すると、次の瞬間小西が財前に向かって突進してきた。この場で刺し殺すと言わんばかりの勢いだ。
「財前さ――!」
私が叫んだのと同時に、財前は右手――利き手ではないはずの手を力強く握る。そして、一瞬の隙を捉えて一歩踏み込み、思い切り小西の腹に拳を叩き込んだ。
ドスッという鈍い音が微かに聞こえた後、小西はゆっくりと地面に倒れ込んだ。財前は小西の突進の勢いを利用して、腹を攻撃したのだ。床に倒れた小西はそのまま動かなくなった。どうやら気を失ったらしい。彼がかけていたサングラスは割れ、破片が床に散らばった。
「す…すごい…」
私は思わず声を漏らした。
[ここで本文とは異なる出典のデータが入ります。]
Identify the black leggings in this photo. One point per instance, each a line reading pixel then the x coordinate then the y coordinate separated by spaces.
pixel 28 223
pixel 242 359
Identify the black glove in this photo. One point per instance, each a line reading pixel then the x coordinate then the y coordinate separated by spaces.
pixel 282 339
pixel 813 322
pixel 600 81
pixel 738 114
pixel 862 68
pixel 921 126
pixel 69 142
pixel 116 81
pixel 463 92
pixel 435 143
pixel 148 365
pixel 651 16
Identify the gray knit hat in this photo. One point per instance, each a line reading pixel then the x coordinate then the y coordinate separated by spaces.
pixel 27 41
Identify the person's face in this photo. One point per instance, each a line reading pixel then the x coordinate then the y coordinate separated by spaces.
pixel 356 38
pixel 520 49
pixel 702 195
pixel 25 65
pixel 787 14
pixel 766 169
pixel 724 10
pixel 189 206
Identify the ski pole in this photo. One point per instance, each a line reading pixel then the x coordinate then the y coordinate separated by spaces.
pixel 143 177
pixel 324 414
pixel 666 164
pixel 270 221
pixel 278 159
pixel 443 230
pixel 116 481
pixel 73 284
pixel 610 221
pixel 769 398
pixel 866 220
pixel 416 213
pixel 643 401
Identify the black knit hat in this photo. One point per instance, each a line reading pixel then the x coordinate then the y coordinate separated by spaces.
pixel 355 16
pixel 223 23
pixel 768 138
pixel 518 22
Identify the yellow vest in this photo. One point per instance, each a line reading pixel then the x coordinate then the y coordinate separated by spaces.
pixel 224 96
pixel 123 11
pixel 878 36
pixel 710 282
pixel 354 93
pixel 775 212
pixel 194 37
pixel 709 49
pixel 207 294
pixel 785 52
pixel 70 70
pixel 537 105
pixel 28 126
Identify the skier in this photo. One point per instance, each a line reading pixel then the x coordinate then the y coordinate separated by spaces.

次の瞬間、夏樹が立ち上がり、とびっきりの笑顔で財前に飛びついた。
「財前さん!もう…大好き!!!」
だが、次の瞬間、夏樹はハッとした表情を浮かべ、財前から離れて顔を伏せた。突然の反応に、財前は首を傾げる。
「どうした?」
夏樹はゆっくりと顔を上げたが、その瞳にはどこか影が差している。夏樹は寂しげに笑い、呟くように口を開いた。
「ごめんなさい。私…全然役に立てなくて。それに…」
夏樹は一瞬言葉を詰まらせ、周囲をキョロキョロと見た後、顔を伏せる。夏樹の声はか細く、うまく聞き取れなかった。
だが、恐らくその言葉は――。
――いきなり抱きついて。
夏樹は破れたドレスを両手でぎゅっと掴んで胸元を隠した。さっきの小西の言葉を気にしているのだろう。財前はふうっと小さく息を吐いて、静かに告げた。
「なーに気にしてんだ、夏樹」
財前はゆっくりと夏樹に歩み寄る。そして、ポンっと優しく頭を撫でた。
「夏樹は夏樹だろ。余計なこと気にしてねえで、いつも通り、笑ってろ」
財前の真っすぐな言葉に顔を赤らめる夏樹。悲しげな表情から一転、瞳が煌めき、明るさを取り戻す。夏樹は柔らかく微笑みながら、強く頷いた。
「うん!」
その様子を見て、思わずほっと息を吐き、胸を撫で下ろす。すると、突然「パチパチ」という音が小さく鳴り始める。なんだろうと思い顔を上げると、視界に飛び込んできたのは、店内の客や店員たちの姿だった。
次々と呼応するかのように広がっていく拍手。いつの間にか誰かが口笛を吹き、中には歓声を上げる者もいる。
「そうそう、夏樹は夏樹!」
「また来るからよ!」
「お兄さん、最高~」
思い思いの言葉が飛び交う中、店内がひとつになったような空気に包まれる。私もつられて笑みがこぼれ、財前に目を向けた。
バッチリ目が合う私たち。
財前は、ほんの少しだけ照れくさそうに笑った。